Many students have the desire to earn a degree but lack the financial support to make it happen. When a mother and daughter attend EWU at the same time, the burden on the family budget is doubled.
“I’m certain I would not be able to afford college without the scholarship I received from Eastern,” Amy Meyer said. “This gift from donors enables education, relieves financial stress, and it sends the message that you believe in me. Your investment indicates someone believes in the efforts and dedication I have put into my degrees. It has bolstered my self-esteem and emphasized that there is a community of educated people who believe in what I’m doing. I want to thank donors for standing behind me. The best way to beat poverty is education. I thank donors for helping me model that to my kids.”
Her daughter, Querida, agrees. “Without scholarships, I would not be at Eastern,” she said. “My parents have not been able to send my siblings or me to college, though it’s always their desire for us to go.”
Although Amy waited to enroll at EWU until her children grew up, her ambition to succeed is full steam ahead. She pursued a double major in journalism and graphic design. For two years, she was editor of EWU’s weekly student newspaper, The Easterner. “Working at The Easterner was challenging and rewarding,” Amy said. “I’ve loved coaching students. I hope and pray that I find a job where I can continue to help people improve as planners, managers, writers, designers, and editors.”
Her rewards at EWU also came in the form of professional recognition. Amy was a finalist for the College Media Association’s Best Student Media Leader of the Year. The Easterner won Associated Collegiate Press’ first-place award for best website, large school; Society of Professional Journalists’ Best All-Around Non-Daily Newspaper, large school; and Washington Press Association’s (WPA) sweepstakes overall runner-up (WPA contributed $100 to EWU Foundation to support the journalism program).

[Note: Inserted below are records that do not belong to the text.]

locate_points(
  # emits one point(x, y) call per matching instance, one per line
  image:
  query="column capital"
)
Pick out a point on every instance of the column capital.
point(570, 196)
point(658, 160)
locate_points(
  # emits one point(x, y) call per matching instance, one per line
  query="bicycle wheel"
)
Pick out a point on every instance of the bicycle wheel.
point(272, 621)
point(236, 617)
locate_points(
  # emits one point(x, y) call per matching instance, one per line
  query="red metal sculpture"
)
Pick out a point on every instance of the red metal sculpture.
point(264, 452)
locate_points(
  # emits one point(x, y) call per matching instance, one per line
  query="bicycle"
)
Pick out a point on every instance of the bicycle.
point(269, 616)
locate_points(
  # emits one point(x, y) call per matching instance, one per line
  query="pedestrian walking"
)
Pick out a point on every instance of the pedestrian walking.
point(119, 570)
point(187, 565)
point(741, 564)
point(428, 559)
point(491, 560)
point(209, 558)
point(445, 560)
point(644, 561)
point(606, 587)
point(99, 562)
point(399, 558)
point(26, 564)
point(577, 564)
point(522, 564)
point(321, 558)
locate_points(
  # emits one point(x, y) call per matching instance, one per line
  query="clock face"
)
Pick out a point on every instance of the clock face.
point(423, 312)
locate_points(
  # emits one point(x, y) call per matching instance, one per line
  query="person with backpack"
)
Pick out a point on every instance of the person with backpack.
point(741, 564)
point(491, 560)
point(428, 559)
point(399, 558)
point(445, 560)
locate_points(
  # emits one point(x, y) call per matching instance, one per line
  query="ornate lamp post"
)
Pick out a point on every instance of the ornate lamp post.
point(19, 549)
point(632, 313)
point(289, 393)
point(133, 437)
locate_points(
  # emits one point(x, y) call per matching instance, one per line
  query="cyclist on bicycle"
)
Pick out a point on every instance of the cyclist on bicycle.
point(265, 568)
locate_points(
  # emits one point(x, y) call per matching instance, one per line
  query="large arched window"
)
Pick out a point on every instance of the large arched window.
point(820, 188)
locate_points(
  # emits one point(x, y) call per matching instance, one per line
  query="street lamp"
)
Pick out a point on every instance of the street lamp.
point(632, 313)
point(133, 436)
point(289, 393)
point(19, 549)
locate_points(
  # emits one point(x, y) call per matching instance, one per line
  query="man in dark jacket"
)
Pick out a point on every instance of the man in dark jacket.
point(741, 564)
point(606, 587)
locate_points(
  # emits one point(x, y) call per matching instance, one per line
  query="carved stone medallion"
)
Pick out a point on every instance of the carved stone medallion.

In the summer between graduating from high school and starting EWU classes, Querida worked in Alaska with children in a Salvation Army program. In her first year at EWU, she studied music and performed in the elite Wind Ensemble. She was a lifeguard and camp counselor the next summer.
“As I gained more experience, I discovered my passions,” Querida said. “I found I love teaching children, and I possess compassion and desire to help those in need. In 2010, I spent 10 days in Guatemala to reach out to rural villages and an underprivileged school.” She and her group provided medical and dental care, shoes and food to impoverished families.
The following year, Querida studied Spanish and then traveled to Ecuador for the summer to teach music, math, biblical studies, and swimming, creating the curriculum along the way. “It was an exciting experience I will never forget,” she said. “There is still so much to learn and do and so many people to help and teach.”
Scholarships well spent, classes completed and accomplishments in résumés Amy and Querida graduated together on June 15, 2013, at the Eastern Washington University Commencement.